Asomarse al futuro de Ansu Fati produce vértigos, de manera es que preferible concentrarse en su presente y en el horizonte más próximo. Qué jugador. Y me ahorro las exclamaciones porque la admiración, aunque sincera, no es exclamativa. No nos encontramos ante un futbolista superlativo en lo físico, como Cristiano, ni ante un genio total del tipo Messi. No creo que llegue a ser tan grande como ellos. Lo que tiene Ansu, y pocos lo poseen, es la facilidad. Para entender el juego. Para ver portería. Para encajar en la jungla del deporte profesional sin mostrar una pizca de timidez o miedo. Lo ve fácil y lo hace fácil.

En su primer partido como titular en la Selección española, el chico provocó un penalti, intentó una chilena, marcó un gol y fue una pesadilla permanente para la defensa ucrania. En un tiempo de reinvención futbolística que algunos observamos con cierto escepticismo (quizá por recelo hacia Luis Enrique), Ansu Fati es la razón para no descolgarse de España, y en este caso me refiero al equipo de fútbol. Le veremos crecer en el Barça (Koeman mediante) y apetecerá mucho comprobar en cada partido de la Selección todo lo que ha aprendido.

Nada más marcar el gol que le incluye en la historia, Ansu Fati (17 años y 311 días) se dirigió hacia una cámara, encuadró su primer plano y posó con su mejor sonrisa. Por si alguien no le ponía cara. El descaro es otra de sus virtudes obvias.

En cierto sentido, Ansu Fati acaparó el gran partido de España, especialmente en la primera mitad, cuando todo salió como se hubiera soñado, incluidos los ucranios. Sergio Ramos anotó un doblete que, con 23 goles, le convierte en el mejor defensa goleador de la historia de las selecciones por delante de Daniel Passarella (si bien el argentino necesitó cien partidos menos para marcar 22).

Reguilón brilló en la izquierda y Rodrigo se confirmó como una pieza esencial en el mediocampo.

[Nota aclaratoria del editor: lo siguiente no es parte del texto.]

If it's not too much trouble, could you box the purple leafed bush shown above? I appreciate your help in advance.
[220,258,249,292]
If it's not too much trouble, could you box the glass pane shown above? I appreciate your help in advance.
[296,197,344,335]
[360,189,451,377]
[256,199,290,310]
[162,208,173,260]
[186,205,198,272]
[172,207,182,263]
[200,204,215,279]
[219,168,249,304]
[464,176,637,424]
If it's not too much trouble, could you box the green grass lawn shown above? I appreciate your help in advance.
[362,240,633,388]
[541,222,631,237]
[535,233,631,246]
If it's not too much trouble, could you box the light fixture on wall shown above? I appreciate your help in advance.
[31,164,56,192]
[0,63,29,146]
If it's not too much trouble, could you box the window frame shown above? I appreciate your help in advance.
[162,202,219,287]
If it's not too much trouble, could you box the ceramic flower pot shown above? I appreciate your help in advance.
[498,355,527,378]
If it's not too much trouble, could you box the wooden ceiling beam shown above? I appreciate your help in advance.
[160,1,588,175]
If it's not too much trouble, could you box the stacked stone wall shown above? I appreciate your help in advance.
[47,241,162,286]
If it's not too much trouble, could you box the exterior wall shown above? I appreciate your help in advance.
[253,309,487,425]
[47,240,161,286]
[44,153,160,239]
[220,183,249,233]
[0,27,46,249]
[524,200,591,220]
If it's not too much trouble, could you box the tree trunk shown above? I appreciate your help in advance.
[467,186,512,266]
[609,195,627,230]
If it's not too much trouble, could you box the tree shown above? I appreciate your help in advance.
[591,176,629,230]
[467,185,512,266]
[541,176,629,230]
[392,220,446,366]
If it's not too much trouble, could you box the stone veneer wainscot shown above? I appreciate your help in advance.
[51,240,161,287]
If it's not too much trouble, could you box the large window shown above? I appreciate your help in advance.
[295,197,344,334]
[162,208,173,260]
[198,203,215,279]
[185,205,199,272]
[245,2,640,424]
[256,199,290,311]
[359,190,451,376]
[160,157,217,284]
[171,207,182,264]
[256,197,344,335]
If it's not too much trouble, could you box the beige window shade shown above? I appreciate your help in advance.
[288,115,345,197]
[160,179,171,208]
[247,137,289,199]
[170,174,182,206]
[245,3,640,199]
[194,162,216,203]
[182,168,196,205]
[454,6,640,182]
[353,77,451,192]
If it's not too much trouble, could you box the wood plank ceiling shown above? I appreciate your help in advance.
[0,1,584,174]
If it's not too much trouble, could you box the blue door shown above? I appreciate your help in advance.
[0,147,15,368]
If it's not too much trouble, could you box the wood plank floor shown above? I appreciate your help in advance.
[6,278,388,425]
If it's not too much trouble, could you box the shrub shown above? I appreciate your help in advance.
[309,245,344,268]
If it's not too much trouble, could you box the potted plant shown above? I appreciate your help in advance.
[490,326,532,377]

Dani Olmo tampoco defraudó y el equipo combinó lo viejo con lo nuevo de una manera que no funcionó, o no del todo, en Alemania. Quién sabe. Tal vez Ansu Fati sea el pegamento que adhiere la ilusión con la experiencia. Quizá el equipo necesite que alguien distraiga a los críticos mientras se cuaja una formación competitiva. Podría ser, aunque todo esto se observará mucho mejor desde 2040, rodeados de replicantes y unicornios de papel.